The current 10-year budget has a 3.5 per cent rates increase pencilled in next year.
The financial update will be discussed at the first proper business of the governing body on Thursday, comprising the mayor and 20 councillors.
It is understood Brown will set out a plan to tackle the $270 million shortfall through a combination of rate rises, savings and demanding better performance by the council, council-controlled organisations (CCOs) and Ports of Auckland.
The new mayor has already backed away from a campaign promise to force the port to pay rates and dividends of $400 million a year, now saying that is not possible through port operations.
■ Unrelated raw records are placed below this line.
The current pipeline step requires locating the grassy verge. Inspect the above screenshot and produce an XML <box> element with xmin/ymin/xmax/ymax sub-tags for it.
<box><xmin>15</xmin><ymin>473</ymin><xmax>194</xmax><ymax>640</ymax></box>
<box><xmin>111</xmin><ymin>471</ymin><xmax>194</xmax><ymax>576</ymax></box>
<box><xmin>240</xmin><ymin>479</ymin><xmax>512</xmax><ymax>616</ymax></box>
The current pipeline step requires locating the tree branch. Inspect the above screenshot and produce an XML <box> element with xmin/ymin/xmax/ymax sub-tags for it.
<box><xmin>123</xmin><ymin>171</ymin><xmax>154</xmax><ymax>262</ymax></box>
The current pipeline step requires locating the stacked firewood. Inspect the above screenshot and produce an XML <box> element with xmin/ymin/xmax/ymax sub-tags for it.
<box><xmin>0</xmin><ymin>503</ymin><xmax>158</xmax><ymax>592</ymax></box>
One option Brown could consider to reduce debt and the cost of debt servicing is selling the council’s 18 per cent shareholding in Auckland Airport, valued at about $2 billion.
Any suggestion of selling the airport shares would face strong opposition around the council table, particularly from left-leaning councillors.
Mayoral sources say Brown accepts inflation and falling council revenues are part of the problem, but he also blames head office overheads and inefficiencies in delivering services not just at Auckland Council but throughout the wider council group.
The Herald understands Brown will ask councillors to agree to a forensic, line-by-line analysis of the council, CCOs and port company. This work will have to happen in a hurry as the mayor has to publish the first draft of next year’s budget before Christmas.
The governing body’s work of finding savings is made harder by Brown ruling out cuts to what he calls " the essential services Aucklanders’ value”, although he has yet to spell out what he means by “essential”.
In a statement last night, Brown had a crack at former Mayor Phil Goff for using a $127m payment from the Government to “paper over the fiscal cracks” in this year’s budget and push out hard decisions to the new council.
The council received the money as part of a $500m “better-off” payment for handing over $11 billion of council water assets under the Government’s Three Waters reforms.
At the time Goff defended using the money to help plug a $175m budget deficit, saying it helped ratepayers burdened with inflation and higher interest rates.
On the CRL, Brown said the board and management of the country’s largest infrastructure project have not told either their central or local government shareholders the expected cost of the blowout, despite multiple requests.
“It’s completely unsatisfactory,” he said.
The Herald sought comment from Goff but he hadn’t responded by time of publication.